Он никогда не был хапугой. Просто как раз наступил тот возраст, когда кажется, что жизнь проходит стороной и хочется взять от нее как можно больше, все то, что причитается ему по праву, как считал сам Григорий. Так уж сложилась жизнь, что ни жены, ни детей у него никогда не было, и виной тому не какая-нибудь его неполноценность или физический недуг. Просто будучи единственным, холеным и любимым ребенком в семье у достаточно состоятельных по деревенским меркам родителей, он с детства привык жить только для себя и ставить, свои интересы выше чьих-либо других. Поэтому-то он всячески избегал женитьбы, считая, что жизнь слишком коротка, чтобы тратить ее на баб и детей. И когда его престарелые родители пять лет назад друг за дружкой ушли на тот свет, недолго горевал по поводу своего одиночества. На хлеб он себе зарабатывал, не особо напрягаясь на работе, семейными обязанностями обременен не был. А вот захотел же взять от жизни чего-то большего, и начать решил именно с неприкосновенного в поселке озера. Если бы кто-то попросил его объяснить свой поступок с позиции логики, Григорьич не смог бы этого сделать.

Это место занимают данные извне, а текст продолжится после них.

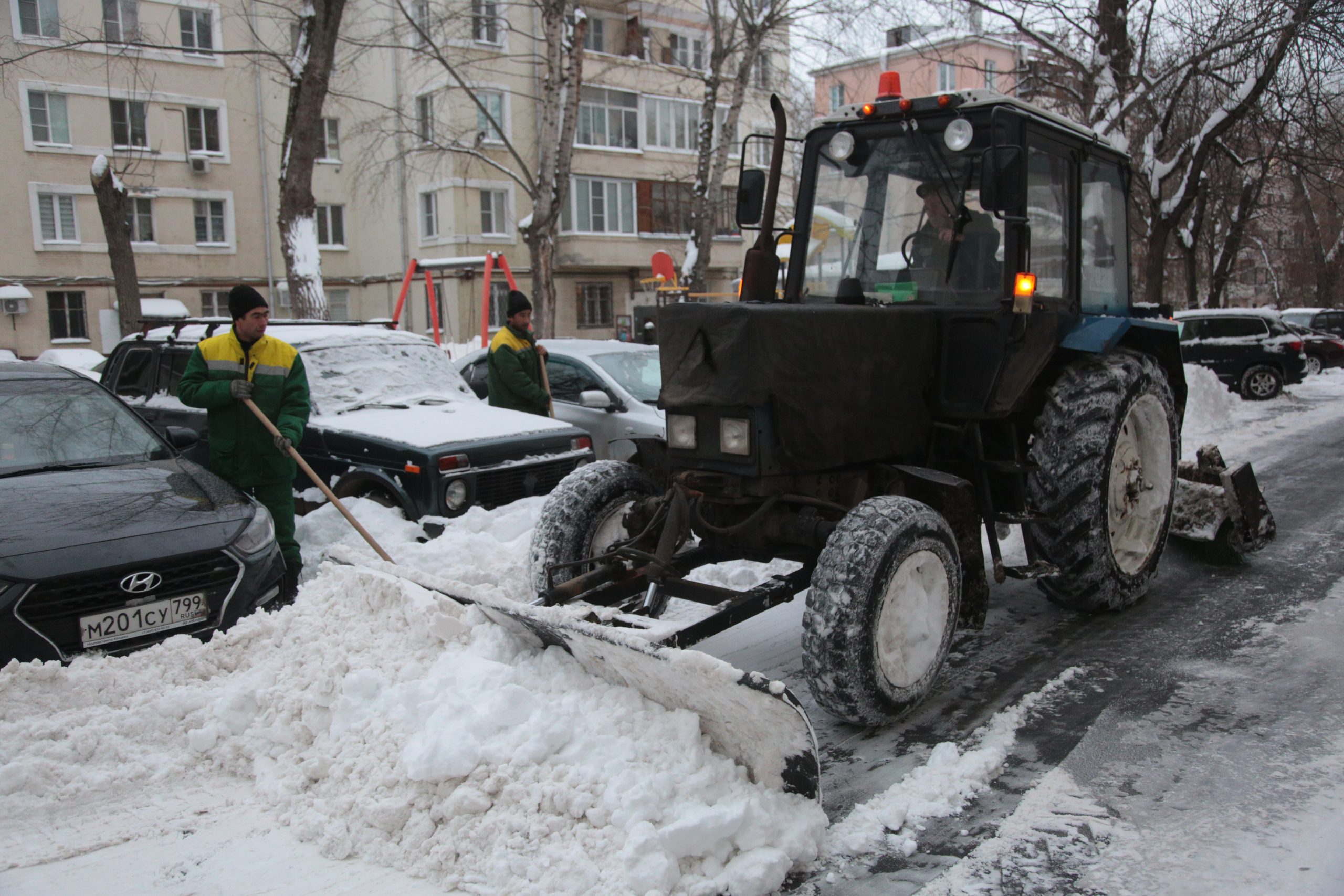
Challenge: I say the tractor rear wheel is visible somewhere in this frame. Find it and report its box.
[1023,349,1180,610]
[802,496,961,725]
[530,461,658,594]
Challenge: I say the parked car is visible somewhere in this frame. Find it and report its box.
[1284,321,1344,376]
[457,339,667,461]
[0,361,285,665]
[1279,308,1344,336]
[1174,308,1306,400]
[36,348,106,380]
[103,321,593,520]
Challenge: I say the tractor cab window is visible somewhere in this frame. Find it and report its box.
[781,122,1004,307]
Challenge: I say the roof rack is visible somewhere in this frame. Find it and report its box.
[136,317,396,343]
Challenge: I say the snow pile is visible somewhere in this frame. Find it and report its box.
[828,666,1079,856]
[0,500,826,894]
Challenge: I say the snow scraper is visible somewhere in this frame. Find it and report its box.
[327,547,821,799]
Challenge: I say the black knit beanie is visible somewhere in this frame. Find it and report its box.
[228,286,270,320]
[504,289,532,317]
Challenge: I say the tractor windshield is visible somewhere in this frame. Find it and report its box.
[789,125,1004,305]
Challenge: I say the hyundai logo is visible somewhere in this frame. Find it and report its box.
[121,572,164,594]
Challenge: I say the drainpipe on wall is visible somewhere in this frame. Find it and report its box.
[253,0,276,298]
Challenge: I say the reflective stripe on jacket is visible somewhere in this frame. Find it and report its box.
[177,329,309,486]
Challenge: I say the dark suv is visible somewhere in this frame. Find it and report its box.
[1176,308,1306,400]
[102,321,593,520]
[0,361,285,665]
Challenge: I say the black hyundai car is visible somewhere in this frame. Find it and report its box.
[0,361,284,665]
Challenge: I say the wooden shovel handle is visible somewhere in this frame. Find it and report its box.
[243,398,396,563]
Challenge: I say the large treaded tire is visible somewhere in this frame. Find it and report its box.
[802,496,961,725]
[528,461,658,594]
[1023,349,1180,611]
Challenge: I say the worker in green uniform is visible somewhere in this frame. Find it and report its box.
[487,289,551,416]
[177,286,309,602]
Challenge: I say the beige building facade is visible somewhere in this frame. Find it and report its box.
[0,0,786,357]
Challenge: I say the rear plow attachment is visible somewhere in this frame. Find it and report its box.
[1171,445,1277,562]
[327,547,821,799]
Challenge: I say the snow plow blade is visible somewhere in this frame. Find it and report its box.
[1171,445,1277,559]
[327,547,821,799]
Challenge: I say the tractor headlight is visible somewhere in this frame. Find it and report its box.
[719,416,751,454]
[234,504,276,553]
[668,414,695,451]
[942,118,976,152]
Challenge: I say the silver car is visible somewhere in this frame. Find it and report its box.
[454,339,665,461]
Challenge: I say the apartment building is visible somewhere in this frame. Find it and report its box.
[808,26,1028,115]
[0,0,786,357]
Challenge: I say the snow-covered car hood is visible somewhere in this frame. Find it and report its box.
[308,400,571,449]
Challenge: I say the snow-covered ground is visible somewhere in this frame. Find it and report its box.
[0,368,1344,896]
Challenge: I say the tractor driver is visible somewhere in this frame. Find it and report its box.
[910,180,1001,289]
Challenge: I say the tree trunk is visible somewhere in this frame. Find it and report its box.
[89,156,140,336]
[278,0,348,320]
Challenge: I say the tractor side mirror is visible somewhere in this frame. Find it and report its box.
[738,168,765,227]
[980,146,1027,212]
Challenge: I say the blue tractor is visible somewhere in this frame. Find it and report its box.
[532,72,1273,725]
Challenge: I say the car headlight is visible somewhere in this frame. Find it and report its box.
[444,480,466,511]
[234,504,276,553]
[668,414,695,451]
[719,416,751,454]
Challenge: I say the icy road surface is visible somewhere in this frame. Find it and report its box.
[0,370,1344,896]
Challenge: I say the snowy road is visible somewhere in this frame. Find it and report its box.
[0,371,1344,896]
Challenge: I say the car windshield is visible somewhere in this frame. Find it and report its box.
[593,351,663,404]
[789,128,1004,305]
[0,379,168,476]
[296,340,476,414]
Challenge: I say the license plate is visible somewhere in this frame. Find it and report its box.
[79,594,209,648]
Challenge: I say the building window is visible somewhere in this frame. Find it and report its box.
[583,16,606,52]
[192,199,228,243]
[578,283,612,328]
[127,196,154,243]
[317,118,340,161]
[415,93,434,144]
[757,50,774,90]
[644,97,700,149]
[664,34,704,71]
[327,289,350,321]
[317,206,345,246]
[38,194,79,243]
[476,90,504,142]
[472,0,500,43]
[561,177,634,234]
[574,87,640,149]
[187,106,219,152]
[200,289,228,317]
[19,0,60,38]
[28,90,70,144]
[102,0,140,43]
[938,62,957,93]
[481,189,508,236]
[47,291,89,341]
[108,99,149,149]
[177,8,215,56]
[421,194,438,239]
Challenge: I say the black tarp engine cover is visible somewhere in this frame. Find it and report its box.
[658,302,938,471]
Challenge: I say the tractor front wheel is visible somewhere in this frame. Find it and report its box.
[530,461,657,594]
[802,496,961,725]
[1024,349,1180,610]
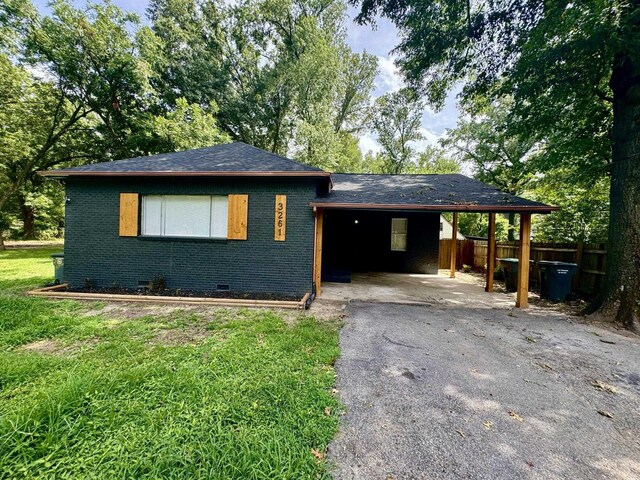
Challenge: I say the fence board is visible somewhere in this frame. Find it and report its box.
[439,239,607,297]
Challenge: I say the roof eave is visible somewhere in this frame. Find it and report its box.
[310,202,560,214]
[37,170,331,179]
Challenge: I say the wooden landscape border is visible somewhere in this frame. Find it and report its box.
[27,283,309,310]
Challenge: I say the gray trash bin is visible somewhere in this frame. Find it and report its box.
[538,260,578,302]
[51,252,64,285]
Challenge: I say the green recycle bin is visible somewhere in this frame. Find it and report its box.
[538,260,578,302]
[51,253,64,285]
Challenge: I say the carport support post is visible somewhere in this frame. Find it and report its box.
[449,212,458,278]
[516,213,531,308]
[313,208,324,296]
[484,213,496,292]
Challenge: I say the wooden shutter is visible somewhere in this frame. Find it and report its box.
[274,195,287,242]
[119,193,139,237]
[227,195,249,240]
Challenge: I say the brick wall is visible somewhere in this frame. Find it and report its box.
[65,178,316,295]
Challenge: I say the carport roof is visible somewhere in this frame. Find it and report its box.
[311,173,558,213]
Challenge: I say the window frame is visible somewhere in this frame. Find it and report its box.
[390,217,409,252]
[140,194,229,240]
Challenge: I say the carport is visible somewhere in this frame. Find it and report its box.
[311,174,557,308]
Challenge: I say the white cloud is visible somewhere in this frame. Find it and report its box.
[358,133,382,155]
[375,55,404,96]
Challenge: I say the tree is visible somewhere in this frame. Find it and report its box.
[530,167,610,243]
[372,89,422,174]
[407,146,460,174]
[442,98,541,241]
[143,0,377,170]
[150,98,231,152]
[355,0,640,330]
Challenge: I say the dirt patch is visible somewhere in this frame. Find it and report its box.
[153,325,212,345]
[18,339,60,354]
[83,302,201,324]
[17,337,100,357]
[66,287,302,302]
[307,298,347,320]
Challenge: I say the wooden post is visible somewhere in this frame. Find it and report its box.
[313,208,324,297]
[449,212,458,278]
[573,242,584,292]
[484,213,496,292]
[516,213,531,308]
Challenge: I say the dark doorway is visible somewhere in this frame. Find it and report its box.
[322,210,440,282]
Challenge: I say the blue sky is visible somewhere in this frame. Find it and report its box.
[33,0,458,153]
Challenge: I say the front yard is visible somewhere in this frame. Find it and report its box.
[0,249,340,479]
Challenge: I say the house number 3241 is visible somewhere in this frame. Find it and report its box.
[275,195,287,242]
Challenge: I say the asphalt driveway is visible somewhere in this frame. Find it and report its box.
[329,303,640,479]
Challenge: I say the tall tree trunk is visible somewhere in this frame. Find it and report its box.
[590,54,640,331]
[18,193,36,240]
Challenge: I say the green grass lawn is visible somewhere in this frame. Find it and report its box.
[0,249,340,479]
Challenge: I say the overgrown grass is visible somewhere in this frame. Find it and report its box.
[0,249,339,479]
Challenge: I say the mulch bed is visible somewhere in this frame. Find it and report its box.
[65,287,300,302]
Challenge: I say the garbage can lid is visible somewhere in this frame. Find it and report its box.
[538,260,578,267]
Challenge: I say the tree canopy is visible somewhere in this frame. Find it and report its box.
[353,0,640,329]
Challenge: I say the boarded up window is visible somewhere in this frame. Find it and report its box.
[227,195,249,240]
[391,218,408,252]
[118,193,138,237]
[274,195,287,242]
[141,195,228,238]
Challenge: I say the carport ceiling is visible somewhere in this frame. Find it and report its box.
[311,173,557,213]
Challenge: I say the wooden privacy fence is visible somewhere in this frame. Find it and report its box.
[439,240,607,296]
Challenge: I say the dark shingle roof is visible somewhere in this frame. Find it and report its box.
[313,173,555,213]
[44,142,328,177]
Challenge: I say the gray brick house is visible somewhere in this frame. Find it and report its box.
[42,143,553,295]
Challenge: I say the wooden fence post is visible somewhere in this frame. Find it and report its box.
[516,213,531,308]
[484,213,496,292]
[449,212,458,278]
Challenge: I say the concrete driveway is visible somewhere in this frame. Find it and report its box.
[329,302,640,479]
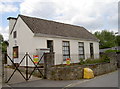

…Проснулся Григорьич от жгучей боли в левой ноге. Разметавшись во сне, он угодил ногой на откатившийся из костра уголек, и штанина начала тлеть, пока не обожгла ногу.

— Проклятье!.. — выругался Григорьич, присел и стал рукой сбивать зачинавшиеся на штанине пламя. Потом потряс головой, окончательно разлепил глаза и огляделся. В голове все еще вовсю шумел хмель. Было темно, костер еле тлел. Ни распластавшейся на вышке луны, ни обкуренных звезд видно не было.

«Странно», — подумал Григорьич, и хотел было подбросить сушняка в костер, но вдруг обнаружил, что дрова уже закончились.

— Проклятье! Проклятье! — опять выругался Григорьич. Идти в лес за дровами совсем не хотелось, но и коротать остаток ночи в темноте и холоде не хотелось тоже. Делать нечего, и Григорьич, достав из кармана фонарик, побрел в лес.

Гроза

В свете луча фонаря разлапые дубы чудились злобными монстрами, собирающимися схватить Григорьича. Он споткнулся о сухую ветку и с шумом повалился в траву. Фонарик откатился в сторону. У самого носа пробежала полевка, остановилась и негромко пискнула. Григорьичу даже показалось, что она смотрела ему в глаза и хотела что-то сказать. Он резко поднялся, выпутал из травы ветку, о которую споткнулся, отыскал фонарик и побрел обратно к костру. Там разрубил ветку топором, накидал дровишек в костер. Он нехотя стал заниматься. Григорьич сел рядом и зачем-то протянул руки к оживающему костру, хотя они у него совсем не замерзли. Спать ему больше не хотелось.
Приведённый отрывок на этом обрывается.